The Confirmation Slap

Author: 
Joseph Shaw

The Sacrament of Confirmation completes the initiation begun by Baptism: in the customary words of the catechisms, it makes the candidate a ‘perfect’ Christian, not in the sense of being sinless, but in the sense of ‘complete’. The significance of this is that the candidate becomes a ‘soldier of Christ’. All the baptized, and for that matter those preparing for baptism, are obliged to engage in the unceasing war which the devil wages to capture human souls. The stages of initiation indicate stages of readiness for the more dangerous sections of the front line. Catholics must be confirmed in order to be ordained, or to make religious vows. They are earnestly exhorted to be confirmed before getting married, even if this is not an absolute requirement (Canon 1065.1). One way this aspect of Confirmation is made clear in the Traditional Rite is that, after signing the candidate on the forehead with oil of chrism, the bishop (or a priest with special faculties) gives the candidate a slight blow on the cheek - a ‘slap’, as it is sometimes called. At the ceremony organized by the Latin Mass Society in St James’, Spanish Place, last year, Bishop John Sherrington explained that this symbolizes the candidate’s willingness to suffer for the Faith.
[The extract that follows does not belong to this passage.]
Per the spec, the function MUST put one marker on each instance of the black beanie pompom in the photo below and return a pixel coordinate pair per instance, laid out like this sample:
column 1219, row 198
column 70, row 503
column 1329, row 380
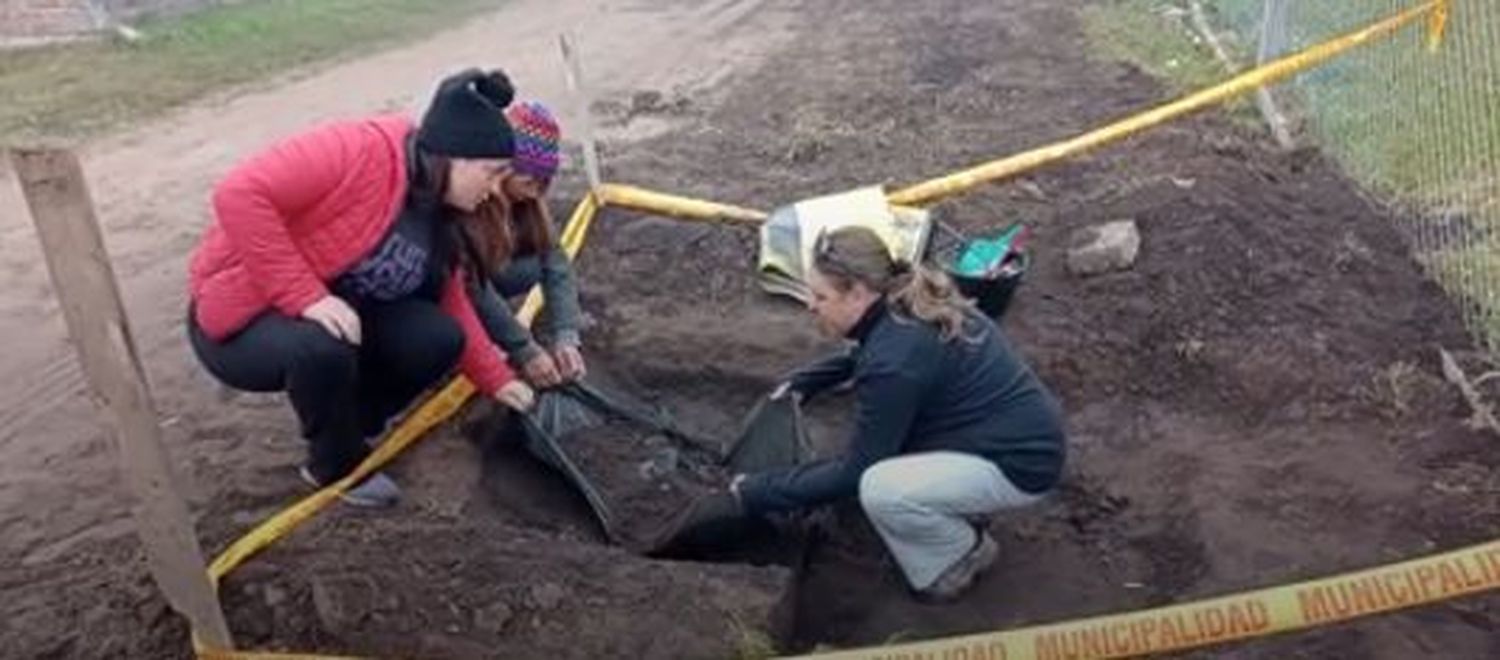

The slap was removed from the reformed ceremony in 1971, although it seems that it is sometimes still done in the Ordinary Form. Being slapped on the cheek might seem an odd way to symbolize a willingness to suffer, and there is of course more to it than that. The blow on the cheek after the anointing appears in liturgical books in the Middle Ages, and is a liturgical version of the ‘colée’, the blow on the cheek given to new knights in many versions of the knighting ceremony. This is the equivalent to the blow (or touch) to the shoulders with a sword which The Queen uses to ‘dub’ a new knight to this day. The connection with knighting was made explicit by a Church spokesman at the time the slap was removed from the Confirmation rite. The New York Times reported on 14 September 1971: “At a news conference, the Very Rev. Aime-Georges Martimort, an official of the Vatican department in charge of divine worship, said that the reform also dropped the comparatively modern usage of giving the person being confirmed a slight blow on the cheek. He explained that the ritual recalled the conferring of knighthood by a symbolic stroke with a sword”.

Martimort was in fact a serious liturgical scholar, but we might quibble with his description of the ritual blow as ‘comparatively modern’: it appears in liturgical books edited by William Durandus, who died in 1296. What, then, does the blow on the cheek mean in the context of the knighting ceremony? The common interpretation of it is this: a blow on the cheek is an insult, and this is the last insult which the new knight will receive without defending his honour. In other words, the blow symbolizes a knight’s induction into the knightly code of honour. From then on, his honour, his reputation, is more important to him than anything. Although the honour code could be misused, at its best it meant that the knightly ideals of defending the innocent and upholding truth weighed more heavily for the knight than any considerations of titles, wealth, or personal safety. The Duke of Norfolk explains it to the King in Shakespeare’s play, Richard II: “Myself I throw, dread sovereign, at thy foot. My life thou shalt command, but not my shame: The one my duty owes; but my fair name, Despite of death that lives upon my grave, To dark dishonour’s use thou shalt not have."   The Duke would die for his king: but not be disgraced for his king.

What, then, is the significance of importing the colée into the ritual of the Sacrament of Confirmation? It means two things. First, the confirmand is understood to be taking up an officer’s rank, so to speak, in Christ’s spiritual army. Second, this rank implies a special obligation. A civilian who flees an invading army is not thereby dishonoured; an officer, commanded to resist it, would be. In the case of Catholics, the special obligation is not the use of violence, but the profession of the Faith. An articulated, verbal profession of the Faith may be required of us from time to time, when we are faced with a sincere inquirer or, by contrast, with an attack on the Faith which we cannot allow to go unanswered. A different kind of profession, however, is more fundamental, and is required throughout our lives: that of living the Faith. We are called to live a public lifestyle in accordance with the Faith: even if it is, inevitably, marred by sin, it should not be a lifestyle shaped by compromise with sin. This is not always an easy matter. Doing a job involving formal (willed) cooperation with sin, living a life of public scandal, failing as a married person to be open to life, failing to frequent the sacraments, failing to undertake good works: such lifestyles are incompatible with the honour of a knight in Christ’s army. Such public failures go beyond private sins in their effects on others, both other Catholics, who are disheartened, and to non-Catholics, who can get the impression that Catholics are hollow hypocrites. In living in these ways, we turn tail and flee the difficulties demanded of us as soldiers of Christ.

The Sacrament of Confirmation, if received with the proper dispositions, gives us the graces we need to profess the Faith by our lives, in the face of all kinds of temptation and pressure. No Catholic should go to the front-line of modern life without it.